I stayed up late making two batches of chili for a company party tomorrow at which I am also putting on some "bioinforienteering" contest. So I have to make that up tomorrow. I made Bill's green chili with pork, and a vegetarian chili with lots of different veggies and 3 kinds of beans. They both have heirloom tomatoes from the garden.

Wednesday Sep 16, 2009 #

Note

Something is wrong with me. I cried for 2 hours last night, triggered by an interaction with a dean about David having some logistical / emotional problems with getting around Cambridge to and from his cross country, and fed perhaps (i'm guessing here) by guilt at not supporting David better, but confusion about how much I'm supposed to do for him, and annoyance that I don't think of what is perhaps obvious in terms of teaching him what he needs to do for himself now, and maybe a realization that he's growing up and taking a step out of the nest, and fear from the 2 hours when we didn't know where he was and had no way to contact him, and PMS, and my general weepiness that has been developing as I age, and then reading Little Lord Fauntleroy as a sort of escape. And may I say, thank you, Francis H Burnett, for giving us this little boy who is not broken, not even scarred, through the whole entire book. What a relief. Though a bit Chauncy Gardener.
Still feeling a little weepy this morning. Weird.

Bicycling 4:00 [1]

Over to a different school; making my first inroads there; met with a 5th grade teacher and we're planning one orienteering activity per month for the rest of the year. (!) Culminating in a trip to the Fells in the spring.

Note

There's a one-woman show, "Truth Values", playing in Central Square through this weekend. I think it's about this woman's experience getting her PhD in Math at MIT around the time I was floundering around doing something similar there. The performer, Gioia, is staying with us. We're going to see it this weekend. People think it's really good, and I'm looking forward to it!

Tuesday Sep 15, 2009 #

Bicycling 30:00 [1]

School:
The 1st & 2nd graders, then the last group of 7th graders, for my lecture.
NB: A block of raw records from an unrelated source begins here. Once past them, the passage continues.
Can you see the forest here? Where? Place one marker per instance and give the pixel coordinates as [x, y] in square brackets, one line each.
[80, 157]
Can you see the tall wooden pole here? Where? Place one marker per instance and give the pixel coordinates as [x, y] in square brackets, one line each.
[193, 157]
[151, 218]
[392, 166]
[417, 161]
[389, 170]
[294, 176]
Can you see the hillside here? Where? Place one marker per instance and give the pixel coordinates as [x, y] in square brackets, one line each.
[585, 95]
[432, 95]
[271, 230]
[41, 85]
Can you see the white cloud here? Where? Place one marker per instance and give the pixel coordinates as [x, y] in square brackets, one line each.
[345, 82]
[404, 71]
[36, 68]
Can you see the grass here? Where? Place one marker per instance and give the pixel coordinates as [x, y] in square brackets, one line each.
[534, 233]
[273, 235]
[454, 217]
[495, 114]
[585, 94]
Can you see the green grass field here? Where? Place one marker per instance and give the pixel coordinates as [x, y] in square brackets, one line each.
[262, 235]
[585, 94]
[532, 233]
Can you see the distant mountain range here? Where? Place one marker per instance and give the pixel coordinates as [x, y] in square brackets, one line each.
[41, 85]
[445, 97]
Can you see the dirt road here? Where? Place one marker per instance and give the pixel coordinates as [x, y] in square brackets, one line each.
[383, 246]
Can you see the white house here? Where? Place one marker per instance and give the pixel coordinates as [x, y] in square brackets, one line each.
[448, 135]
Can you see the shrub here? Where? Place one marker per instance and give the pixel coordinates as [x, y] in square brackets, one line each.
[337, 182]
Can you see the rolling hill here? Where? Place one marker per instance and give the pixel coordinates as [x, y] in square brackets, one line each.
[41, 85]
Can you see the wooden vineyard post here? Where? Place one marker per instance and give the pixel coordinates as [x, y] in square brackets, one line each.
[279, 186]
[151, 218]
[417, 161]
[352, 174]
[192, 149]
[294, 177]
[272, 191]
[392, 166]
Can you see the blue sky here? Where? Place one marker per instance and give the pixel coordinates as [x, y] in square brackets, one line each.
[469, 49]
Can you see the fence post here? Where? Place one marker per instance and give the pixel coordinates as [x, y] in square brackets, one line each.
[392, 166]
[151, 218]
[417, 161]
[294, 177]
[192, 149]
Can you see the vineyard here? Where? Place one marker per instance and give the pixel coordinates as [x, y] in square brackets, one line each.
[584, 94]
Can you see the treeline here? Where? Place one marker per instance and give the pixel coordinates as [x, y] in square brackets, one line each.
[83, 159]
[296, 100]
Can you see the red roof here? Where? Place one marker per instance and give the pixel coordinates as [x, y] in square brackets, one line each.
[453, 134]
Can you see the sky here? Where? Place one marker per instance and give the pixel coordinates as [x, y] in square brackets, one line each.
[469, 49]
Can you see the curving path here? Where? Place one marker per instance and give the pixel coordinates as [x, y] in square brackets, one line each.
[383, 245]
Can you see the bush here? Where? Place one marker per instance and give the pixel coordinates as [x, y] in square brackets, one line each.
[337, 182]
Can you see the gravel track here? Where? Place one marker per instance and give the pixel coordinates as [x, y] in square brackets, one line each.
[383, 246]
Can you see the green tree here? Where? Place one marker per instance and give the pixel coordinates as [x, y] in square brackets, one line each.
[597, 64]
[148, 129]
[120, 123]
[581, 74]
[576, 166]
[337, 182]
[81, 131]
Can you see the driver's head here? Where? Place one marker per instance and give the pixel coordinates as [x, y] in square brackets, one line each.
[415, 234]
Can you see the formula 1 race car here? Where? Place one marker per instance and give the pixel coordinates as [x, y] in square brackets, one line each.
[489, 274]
Decided to start my lectures this year with a joke. This woman starts getting really bad headaches, so she goes to the doctor. Doctor says, bad news, you've got brain cancer & 6 months to live. Unless you want to try this new experimental treatment: brain transplant. Woman says, yeah, OK, I'll do that. Doc says, you have two brains to choose from, one from an orienteer and the other from a track star. Woman says, OK, what's the difference? Doc says, well, the orienteer's brain costs $85,000 and the track star's brain costs $400,000. Whoa, says the woman, why so much less for the orienteer's brain? Doc says, well, it's used.

Not the greatest joke, especially given that there are kids who run track.